Capital gains tax has become increasingly complicated to understand over the years, as new rules have been added to existing legislation, in order to increase the tax revenues that can potentially be generated. This blog explains what you should know about capital gains tax and residential property to avoid an unexpected tax bill.
Currently there are 4 different rates of capital gains tax and these are applied according to your total taxable income levels.
- 10% and 20% rates for individuals – these exclude disposals of residential property;
- 18% and 28% rates for individuals disposing of residential property;
- 20% for trustees of an estate – excluding residential property;
- 28% for trustees involving a disposal of residential property.
As can be seen, residential property attracts higher rates of tax than other capital assets.
Given this differential, it’s therefore important to understand how HMRC classifies residential property, to be prepared for the resulting property tax liabilities upon disposal.
Defining ‘suitability for use as a dwelling’

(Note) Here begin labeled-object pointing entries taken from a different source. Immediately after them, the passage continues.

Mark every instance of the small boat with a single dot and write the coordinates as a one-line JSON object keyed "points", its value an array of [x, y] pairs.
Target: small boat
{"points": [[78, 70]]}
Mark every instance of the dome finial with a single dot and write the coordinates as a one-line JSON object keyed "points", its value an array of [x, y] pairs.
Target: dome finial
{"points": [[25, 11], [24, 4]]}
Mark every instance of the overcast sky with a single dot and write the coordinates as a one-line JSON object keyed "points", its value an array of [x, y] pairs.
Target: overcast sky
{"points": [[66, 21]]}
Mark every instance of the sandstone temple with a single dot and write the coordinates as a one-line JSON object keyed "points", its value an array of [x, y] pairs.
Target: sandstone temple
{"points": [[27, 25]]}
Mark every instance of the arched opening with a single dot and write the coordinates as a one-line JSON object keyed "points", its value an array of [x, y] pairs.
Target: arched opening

Generally, HMRC’s definition of residential property is in part dependent upon the ‘suitability of a building for use as a dwelling’. The classification of suitability encompasses any building that has been previously used, or is in the process of being constructed or adapted, for use as a dwelling. It also includes commercial property that may previously have been used as a dwelling a long time ago, but which could potentially be re-converted relatively easily into a residential building.
The definition also extends to land that has at some point in the taxpayer’s period of ownership consisted of, or included, a dwelling. Any land that is used or intended to be used with a dwelling (such as a garden or grounds), is therefore classified as residential property, even though it is not technically inhabited. For this reason, people who have sold off parts of their land associated with a property are liable to pay residential rates of capital gains tax. The exception here is when they can qualify for business property relief.
Another other important factor to consider when establishing the tax treatment of property is how it was used on the date of disposal. If the process of conversion to a dwelling is already underway, residential rates will apply even if it had never been used as such in the past. Consider these three scenarios to see how the rules are applied in practice:
- A plot of land was previously been undeveloped but a project to build a set of apartments was underway at the time the land was sold. This would be deemed suitable for use as a dwelling even though there was historically never a dwelling on the land and the transaction would be taxed as residential property.
- An old commercial warehouse is being converted by a developer into apartments, which are being sold off plan. The process of conversion to a dwelling is underway, therefore the transactions are classified as residential property.
- An orthodontist practice had been running as a partnership business and operating from a residential house converted into a surgery for 30 years. Although the property had not been used as a dwelling for many years, it would be very straightforward to restore the building to its original intended use. HMRC could potentially argue that if the practice is sold to a new owner, they would be required to pay residential rates of CGT on the transaction, because only minimal modifications are necessary to re-create a residential dwelling. In such cases it would be essential to obtain advance clearance before the transaction.
Are there any exemptions to the residential property rules?
There are a few exceptions to these rules about the definition of residential property for a disposal. These include: residential accommodation for school pupils or members of the armed forces; a home for children or people needing personal care e.g. nursing, care homes or hospices, or a prison or hotel/B&B accommodation.
For example, a building used as a nursing home is bought by a developer. She ultimately intends to develop it into apartments, but no formal plans are in place at the time of the transaction. In the meantime, due to a shortage of available funds, the property is reopened as a nursing home and used as such for 2 years. During this time, plans are developed for the residential conversion but the building is eventually re-sold. This disposal is not subject to residential capital gains tax, because at the time of the transaction, the property is being used as a nursing home, which is not treated as a residential dwelling – even though plans are in place. The tax treatment is based solely on the building’s use at the time of the transaction, rather than future intentions.
What this article and the associated examples highlight is that classifying whether a property should be classified as residential or not is often a grey area. It is always worth taking expert advice to ensure you don’t face an unexpected tax liability on a disposal.